# Train drivers salary?



## Hossein (Sep 8, 2009)

hi there.
i want to know how much train drivers earn per month in sydney.


----------



## kaz101 (Nov 29, 2007)

Hi Hossein, 

Welcome to the forum. 

I moved this from the 'Cost of Living' thread. 

Have you checked any job websites? There are some in the 'PLEASE READ....' sticky post towards the top of the forum. 

Regards,
Karen


----------



## All good (Feb 27, 2010)

*...*



Hossein said:


> hi there.
> i want to know how much train drivers earn per month in sydney.


G'Day Hossein.

Hopefully there is a train driver on these forums who can give you a definate answer.
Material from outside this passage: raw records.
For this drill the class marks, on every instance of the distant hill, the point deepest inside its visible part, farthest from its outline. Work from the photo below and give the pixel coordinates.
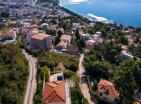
(51, 1)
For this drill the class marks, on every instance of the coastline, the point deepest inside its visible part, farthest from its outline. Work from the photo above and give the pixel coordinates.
(94, 18)
(89, 18)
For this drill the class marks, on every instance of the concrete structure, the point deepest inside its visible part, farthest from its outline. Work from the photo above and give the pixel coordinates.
(30, 33)
(54, 93)
(41, 41)
(137, 98)
(57, 76)
(11, 35)
(107, 91)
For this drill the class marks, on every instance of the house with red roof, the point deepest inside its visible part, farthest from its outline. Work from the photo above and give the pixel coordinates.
(54, 93)
(107, 91)
(41, 41)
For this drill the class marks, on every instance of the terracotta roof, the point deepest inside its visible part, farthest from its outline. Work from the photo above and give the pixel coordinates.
(40, 36)
(54, 92)
(107, 85)
(10, 33)
(124, 47)
(65, 37)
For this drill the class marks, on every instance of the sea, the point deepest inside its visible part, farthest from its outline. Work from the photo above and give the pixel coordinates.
(125, 12)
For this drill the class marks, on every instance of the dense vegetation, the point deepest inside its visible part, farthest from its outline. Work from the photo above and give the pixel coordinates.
(13, 74)
(104, 62)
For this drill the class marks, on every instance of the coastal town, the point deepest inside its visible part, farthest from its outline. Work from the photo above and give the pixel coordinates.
(50, 55)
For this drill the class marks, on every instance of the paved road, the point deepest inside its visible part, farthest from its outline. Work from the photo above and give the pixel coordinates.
(31, 84)
(83, 86)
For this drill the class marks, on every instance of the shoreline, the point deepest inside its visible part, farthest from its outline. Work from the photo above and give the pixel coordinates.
(94, 18)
However, what I can tell you is this.

Use the forums on this site http://www.railpage.com.au/ (the site is down at the moment). Join the forums and ask questions to actual train drivers.

Secondly, I have done a little research on this myself and I will tell you to expect anything from $42,000-$48,000 for a starting wage. If you put in an extra day in every two weeks or so, you may make between $52,000-$58,000 depending on what shifts you can get (weekends and morning/night pay more).

In other words, if you put in a few more hours a month you can make a very nice wage. Just be warned, this is a heavily unionised job.

Good luck


----------